Elijah held the plank, feeling its weight. "I don't know how to fight, Kai. Frank was different. I was high, and I don't remember what happened that day."

"You remember enough, and you trained today. Your body knows more than your mind gives it credit for."

"That was lifting weights and hitting bags. That's not fighting."

"It's the start of fighting." Kai picked up his own plank and moved toward the back of the basement. "The rest comes from doing it. From being in the moment and not freezing."

Elijah followed him, stepping carefully over the cracked floor. "What if I freeze?"

Kai stopped at a section where the floorboards were visibly rotted, the wood dark and crumbling at the edges. He knelt down, testing the give with his hand. "Then I fight in your place. But I don't think you will."

"You don't know that."

"I know you." Kai looked up at him. "I've known you my whole life. You freeze when there's time to think. When something happens fast, when there's no time to be afraid, you move. You've always been like that."

Elijah sighed.

Kai pulled up a rotten board, the wood splintering in his hands. "Now help me with this. We have hours of work before tonight."

Elijah set his plank down and grabbed one of the rotten boards. It came apart easily, the wood soft and crumbling. He tossed it aside and reached for the next.

They worked in silence for a while, pulling up the damaged floor, stacking the salvageable wood, measuring new planks against the gaps. The work was physical, repetitive, gave his mind something to hold onto besides the thought of fighting tonight.

After an hour, Kai broke the silence.

"You did good this morning. The breathing thing you were doing while running—that was new."

Elijah paused, a hammer in his hand. "You noticed that?"

"Yeah." Kai lined up a new plank against the floor. "Where did you learn it?"

Elijah considered lying. The words were right there—some video, something I read, an old technique. But the honesty he'd chosen the night before sat heavy in his chest.

"My grandparents sent me something. It came with the sword."

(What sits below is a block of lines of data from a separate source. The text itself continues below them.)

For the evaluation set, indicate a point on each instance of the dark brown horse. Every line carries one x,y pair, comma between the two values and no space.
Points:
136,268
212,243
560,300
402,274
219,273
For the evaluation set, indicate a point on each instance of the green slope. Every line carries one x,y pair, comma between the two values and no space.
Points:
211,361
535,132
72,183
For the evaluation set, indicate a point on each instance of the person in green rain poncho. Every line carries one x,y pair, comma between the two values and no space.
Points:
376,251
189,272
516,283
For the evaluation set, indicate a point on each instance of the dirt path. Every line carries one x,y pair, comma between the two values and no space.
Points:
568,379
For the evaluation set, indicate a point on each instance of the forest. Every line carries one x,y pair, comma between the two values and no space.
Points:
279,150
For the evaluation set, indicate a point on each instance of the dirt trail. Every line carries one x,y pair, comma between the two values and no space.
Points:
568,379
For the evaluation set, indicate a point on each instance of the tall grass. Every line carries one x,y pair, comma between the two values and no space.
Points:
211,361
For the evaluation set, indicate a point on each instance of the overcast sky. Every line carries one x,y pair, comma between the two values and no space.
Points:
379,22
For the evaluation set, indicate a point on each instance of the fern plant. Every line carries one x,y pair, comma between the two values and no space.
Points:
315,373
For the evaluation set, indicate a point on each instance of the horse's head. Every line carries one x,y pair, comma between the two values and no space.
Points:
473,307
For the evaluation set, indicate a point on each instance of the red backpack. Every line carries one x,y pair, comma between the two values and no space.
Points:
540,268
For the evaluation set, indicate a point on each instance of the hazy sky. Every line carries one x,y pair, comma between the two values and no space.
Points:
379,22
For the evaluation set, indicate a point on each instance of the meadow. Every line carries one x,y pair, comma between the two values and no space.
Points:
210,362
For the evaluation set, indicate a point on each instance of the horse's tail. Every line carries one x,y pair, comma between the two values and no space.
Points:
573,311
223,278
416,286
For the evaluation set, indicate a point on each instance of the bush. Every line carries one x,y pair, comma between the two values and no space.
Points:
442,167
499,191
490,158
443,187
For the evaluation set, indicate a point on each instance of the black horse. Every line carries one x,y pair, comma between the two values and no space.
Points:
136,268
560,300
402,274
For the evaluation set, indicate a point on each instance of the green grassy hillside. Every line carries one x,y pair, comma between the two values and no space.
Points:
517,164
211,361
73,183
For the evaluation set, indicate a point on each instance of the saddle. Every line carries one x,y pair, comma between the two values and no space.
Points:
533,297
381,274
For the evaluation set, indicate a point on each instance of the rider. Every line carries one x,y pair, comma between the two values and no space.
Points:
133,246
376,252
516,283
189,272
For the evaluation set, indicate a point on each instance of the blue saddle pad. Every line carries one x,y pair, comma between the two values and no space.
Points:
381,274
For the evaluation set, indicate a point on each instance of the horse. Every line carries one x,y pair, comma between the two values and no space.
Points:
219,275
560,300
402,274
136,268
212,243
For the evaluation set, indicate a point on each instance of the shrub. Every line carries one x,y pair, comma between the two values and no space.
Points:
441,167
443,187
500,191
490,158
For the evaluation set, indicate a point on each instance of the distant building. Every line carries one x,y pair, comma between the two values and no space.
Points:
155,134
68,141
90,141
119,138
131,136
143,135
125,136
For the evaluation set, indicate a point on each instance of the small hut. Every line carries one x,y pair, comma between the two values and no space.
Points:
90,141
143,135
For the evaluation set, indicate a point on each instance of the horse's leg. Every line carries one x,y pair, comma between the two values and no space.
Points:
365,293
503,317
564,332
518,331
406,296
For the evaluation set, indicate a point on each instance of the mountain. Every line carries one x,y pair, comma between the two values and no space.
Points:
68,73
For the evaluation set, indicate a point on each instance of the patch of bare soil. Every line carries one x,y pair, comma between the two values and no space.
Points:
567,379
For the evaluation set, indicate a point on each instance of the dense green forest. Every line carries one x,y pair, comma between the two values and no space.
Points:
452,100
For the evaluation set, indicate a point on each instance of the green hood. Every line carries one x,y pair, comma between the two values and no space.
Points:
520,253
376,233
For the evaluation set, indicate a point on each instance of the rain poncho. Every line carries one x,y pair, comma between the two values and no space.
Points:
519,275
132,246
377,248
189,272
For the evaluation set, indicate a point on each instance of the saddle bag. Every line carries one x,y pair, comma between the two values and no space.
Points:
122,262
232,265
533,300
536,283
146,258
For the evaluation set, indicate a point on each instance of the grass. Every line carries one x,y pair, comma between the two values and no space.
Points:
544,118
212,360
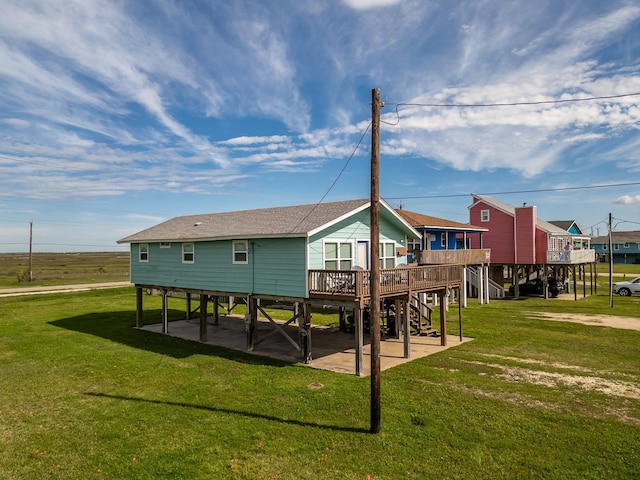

Kai's hands stopped moving. He looked at Elijah, something shifting in his expression. "Your grandfather sent you a breathing technique?"

"So, you already notice it as a breathing technique huh."

Kai was quiet for a long moment. Then he smiled. "Good. Use it tonight, but don't just using it to control your body better. You should also focus on Moving the air inside your body, to strengthen yourself."

Elijah looked down at the hammer in his hand. "You have one too." Kai didn't answer and just smiled as Elijah added, "I don't want to fight."

"No one wants to fight. People want what fighting gets them, Money, Respect, Safety." Kai stood up, testing the new plank with his weight. It held. "Tonight, we need money. So we fight."

"There has to be another way."

"There is no faster method, and we need gang members fast and money before the gangs in this area start testing us."

Elijah set the hammer down and picked up another plank. His arms ached from the morning. His legs were sore. His hands were raw from climbing ropes and hitting bags.